The Outage You Didn't Plan For
At 11:47pm on a Thursday, your primary LLM provider started returning 503s. Not all requests - about 30%. Enough to degrade your system visibly. Not enough to trigger your simple error rate alert.
By midnight, it was 60%. Your application was timing out on every other request. Support tickets were filing. Your on-call engineer was staring at a graph that looked like a saw blade.
At 12:23am the provider posted an incident report. Estimated resolution: 2-4 hours.
Your system had three options: wait for the provider to recover, fail entirely, or fall back to something that kept working. You'd built options one and two. Option three didn't exist.
This is the failure mode the Graceful Degradation layer exists to prevent. Not model errors - infrastructure failures. The LLM endpoint going slow, rate-limited, or offline entirely. And since you treat the LLM as the application rather than a dependency, you have no fallback when it fails.
This is Part 6 of the Harness Engineering series. Part 1 introduced the seven-layer Harness Architecture. This article covers Layer 6 - Graceful Degradation - including retry strategies, fallback model selection, and circuit breaker patterns for LLM infrastructure.
The LLM Is an External Dependency
This reframe matters more than any specific pattern.
Your LLM provider is an external service. It has SLAs it may not meet. It has rate limits. It has incident history. It behaves exactly like any other third-party API in your infrastructure - except most teams treat it as if it were local function call.
Every pattern that distributed systems engineers use for external service reliability applies to LLMs:
- Retry with backoff for transient failures
- Circuit breakers to stop hammering degraded endpoints
- Fallback paths for when the primary is unavailable
- Timeouts to prevent cascading latency
- Bulkheads to isolate LLM failures from the rest of the system
None of this is novel. It's all standard distributed systems practice. The novelty is applying it to an LLM - which most teams don't, because they built the LLM call as if it were a reliable internal function.
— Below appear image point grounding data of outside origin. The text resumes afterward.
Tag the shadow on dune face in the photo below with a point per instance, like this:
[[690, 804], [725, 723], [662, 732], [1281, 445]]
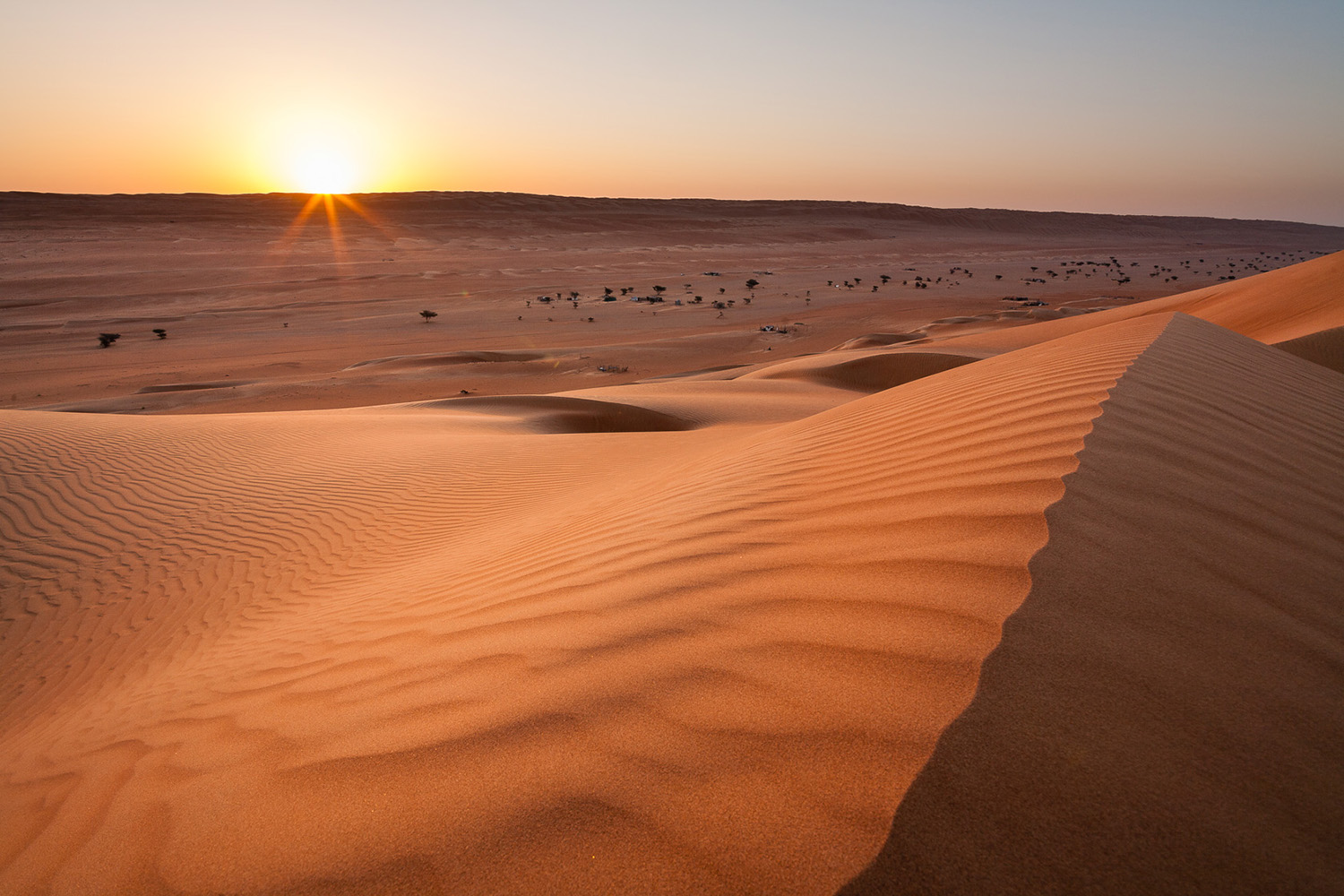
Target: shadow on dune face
[[561, 414], [1161, 713]]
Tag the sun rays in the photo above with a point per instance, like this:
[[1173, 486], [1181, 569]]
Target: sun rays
[[331, 206]]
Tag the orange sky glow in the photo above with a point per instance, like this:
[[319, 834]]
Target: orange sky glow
[[1207, 109]]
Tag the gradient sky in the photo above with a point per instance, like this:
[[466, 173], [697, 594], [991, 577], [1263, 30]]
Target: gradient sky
[[1179, 107]]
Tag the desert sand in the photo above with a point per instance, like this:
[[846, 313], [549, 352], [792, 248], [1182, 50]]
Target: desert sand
[[932, 592]]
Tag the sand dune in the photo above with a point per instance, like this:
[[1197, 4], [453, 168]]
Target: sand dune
[[1043, 608], [484, 659], [1163, 712], [1274, 306]]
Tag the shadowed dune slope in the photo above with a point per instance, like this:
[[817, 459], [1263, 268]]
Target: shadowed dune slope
[[366, 650], [1164, 711], [1324, 349]]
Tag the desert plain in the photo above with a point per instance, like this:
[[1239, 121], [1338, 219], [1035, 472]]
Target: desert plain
[[892, 549]]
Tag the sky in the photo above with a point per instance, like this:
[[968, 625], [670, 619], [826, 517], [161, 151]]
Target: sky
[[1219, 108]]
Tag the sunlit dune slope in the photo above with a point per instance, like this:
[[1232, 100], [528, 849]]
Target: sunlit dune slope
[[1164, 712], [387, 650]]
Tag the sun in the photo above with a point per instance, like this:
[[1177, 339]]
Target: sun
[[323, 168]]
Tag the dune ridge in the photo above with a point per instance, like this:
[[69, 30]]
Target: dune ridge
[[1163, 711], [311, 651]]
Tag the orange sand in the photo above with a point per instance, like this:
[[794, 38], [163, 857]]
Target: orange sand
[[694, 634]]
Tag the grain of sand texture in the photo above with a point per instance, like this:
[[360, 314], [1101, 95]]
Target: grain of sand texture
[[940, 613]]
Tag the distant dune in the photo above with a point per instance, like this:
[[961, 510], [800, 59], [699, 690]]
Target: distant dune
[[1015, 608]]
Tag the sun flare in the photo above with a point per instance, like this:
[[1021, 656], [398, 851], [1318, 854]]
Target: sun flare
[[323, 168]]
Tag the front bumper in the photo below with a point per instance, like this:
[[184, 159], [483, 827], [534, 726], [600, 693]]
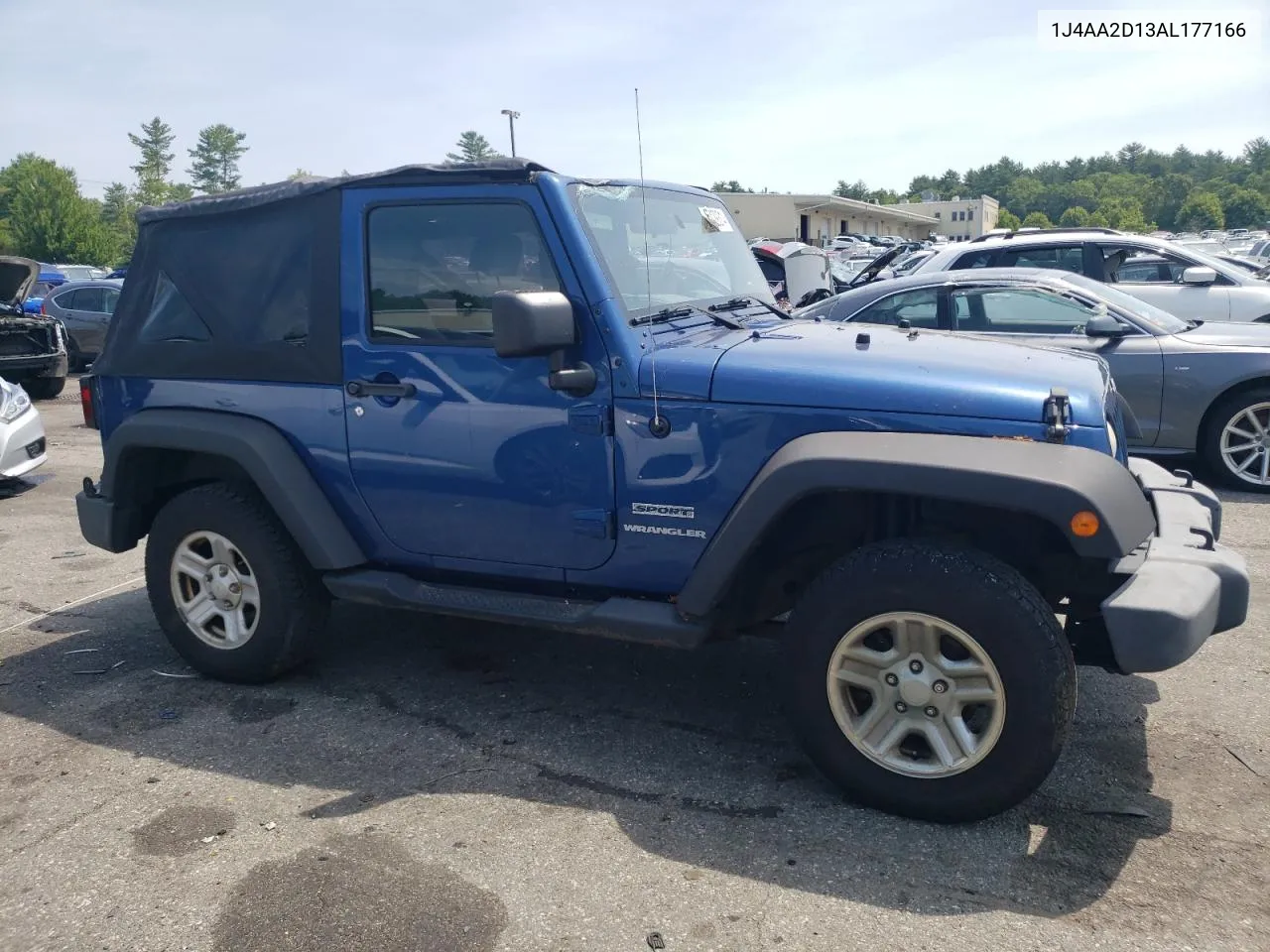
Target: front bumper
[[19, 368], [22, 444], [1183, 585]]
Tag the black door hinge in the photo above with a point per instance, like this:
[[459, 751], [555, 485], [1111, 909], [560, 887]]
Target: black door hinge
[[1057, 414], [590, 419]]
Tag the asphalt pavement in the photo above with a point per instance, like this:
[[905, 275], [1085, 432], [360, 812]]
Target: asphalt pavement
[[460, 787]]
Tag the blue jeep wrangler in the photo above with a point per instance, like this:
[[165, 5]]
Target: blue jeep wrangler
[[504, 394]]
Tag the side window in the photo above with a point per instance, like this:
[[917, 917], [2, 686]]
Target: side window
[[1137, 266], [1065, 259], [86, 299], [973, 259], [1143, 270], [1016, 311], [434, 268], [916, 306]]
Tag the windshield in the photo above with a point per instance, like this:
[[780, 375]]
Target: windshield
[[1152, 316], [690, 253]]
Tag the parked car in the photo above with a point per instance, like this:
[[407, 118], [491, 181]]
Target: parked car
[[1193, 386], [84, 307], [1182, 281], [699, 465], [46, 281], [80, 272], [22, 433], [32, 345]]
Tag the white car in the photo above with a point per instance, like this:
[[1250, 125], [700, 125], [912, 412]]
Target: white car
[[1180, 280], [22, 433]]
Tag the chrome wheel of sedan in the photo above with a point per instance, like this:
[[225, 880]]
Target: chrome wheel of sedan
[[916, 694], [214, 590], [1245, 444]]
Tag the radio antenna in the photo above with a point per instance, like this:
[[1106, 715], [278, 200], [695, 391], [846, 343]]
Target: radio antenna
[[658, 425]]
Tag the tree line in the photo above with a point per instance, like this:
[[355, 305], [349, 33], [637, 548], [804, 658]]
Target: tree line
[[1133, 189], [44, 214]]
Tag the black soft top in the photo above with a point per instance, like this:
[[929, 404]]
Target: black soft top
[[244, 286], [258, 195]]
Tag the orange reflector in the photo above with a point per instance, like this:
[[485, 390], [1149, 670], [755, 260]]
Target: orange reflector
[[1084, 524]]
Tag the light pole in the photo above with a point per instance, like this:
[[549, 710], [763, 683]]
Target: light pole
[[512, 116]]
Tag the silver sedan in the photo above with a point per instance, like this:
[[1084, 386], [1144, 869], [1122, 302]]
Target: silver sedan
[[1194, 386], [85, 307]]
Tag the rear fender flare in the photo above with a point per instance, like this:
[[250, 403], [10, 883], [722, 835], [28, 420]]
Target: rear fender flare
[[262, 451]]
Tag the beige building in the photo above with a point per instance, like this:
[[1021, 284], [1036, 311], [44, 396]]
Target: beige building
[[818, 218], [961, 218]]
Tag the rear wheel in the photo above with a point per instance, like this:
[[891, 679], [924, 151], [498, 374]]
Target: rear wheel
[[930, 680], [1236, 440], [45, 388], [229, 587]]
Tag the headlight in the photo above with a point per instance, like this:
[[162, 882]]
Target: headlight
[[16, 404]]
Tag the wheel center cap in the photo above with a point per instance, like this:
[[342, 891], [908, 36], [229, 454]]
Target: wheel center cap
[[225, 585], [915, 692]]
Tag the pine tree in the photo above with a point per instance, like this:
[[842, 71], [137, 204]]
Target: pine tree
[[472, 148], [216, 157], [155, 167]]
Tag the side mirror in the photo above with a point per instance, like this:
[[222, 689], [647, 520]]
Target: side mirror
[[1199, 276], [532, 322], [1103, 325]]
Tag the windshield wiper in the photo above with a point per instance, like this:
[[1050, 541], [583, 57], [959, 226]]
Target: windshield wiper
[[670, 313], [747, 301]]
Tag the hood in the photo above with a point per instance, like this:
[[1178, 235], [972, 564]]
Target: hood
[[821, 365], [1227, 334], [17, 276]]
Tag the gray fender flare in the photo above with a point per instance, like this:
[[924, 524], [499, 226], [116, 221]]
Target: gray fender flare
[[271, 461], [1046, 480]]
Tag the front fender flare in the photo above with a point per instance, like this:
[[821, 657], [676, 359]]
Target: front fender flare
[[1046, 480]]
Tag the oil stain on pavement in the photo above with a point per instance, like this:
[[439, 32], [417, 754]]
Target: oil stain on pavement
[[353, 893]]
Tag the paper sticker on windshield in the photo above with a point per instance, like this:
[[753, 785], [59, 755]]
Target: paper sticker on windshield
[[714, 220]]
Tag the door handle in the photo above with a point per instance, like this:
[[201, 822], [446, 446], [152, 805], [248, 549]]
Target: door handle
[[370, 388]]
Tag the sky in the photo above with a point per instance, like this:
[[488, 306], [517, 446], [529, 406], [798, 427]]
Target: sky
[[784, 94]]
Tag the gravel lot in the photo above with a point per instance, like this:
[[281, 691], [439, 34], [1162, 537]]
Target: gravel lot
[[434, 784]]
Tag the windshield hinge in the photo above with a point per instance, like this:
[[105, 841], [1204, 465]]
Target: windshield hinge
[[1057, 414]]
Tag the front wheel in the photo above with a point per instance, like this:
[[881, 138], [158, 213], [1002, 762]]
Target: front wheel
[[930, 680], [1236, 440]]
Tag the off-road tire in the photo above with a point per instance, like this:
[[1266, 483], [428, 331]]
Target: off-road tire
[[45, 388], [1210, 436], [294, 603], [984, 598]]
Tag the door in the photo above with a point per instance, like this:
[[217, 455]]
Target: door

Treat your LLM like you treat your payment processor. It will fail. Design for it.
I call the deliberate allocation of reliability work across these patterns Failure Budget Allocation: your system has a maximum tolerable error rate, and each resilience layer absorbs a portion of that budget. Retry absorbs transient noise. The circuit breaker absorbs degraded endpoints. The fallback absorbs extended outages. If any layer is missing, the failures it should have absorbed become user-facing incidents.
The Three Failure Modes of LLM Infrastructure
Failure Mode 1: Transient Errors
Rate limit hits. Temporary 503s. Network timeouts. Connection resets. These are brief, recoverable, and common. They affect individual requests, not the entire endpoint.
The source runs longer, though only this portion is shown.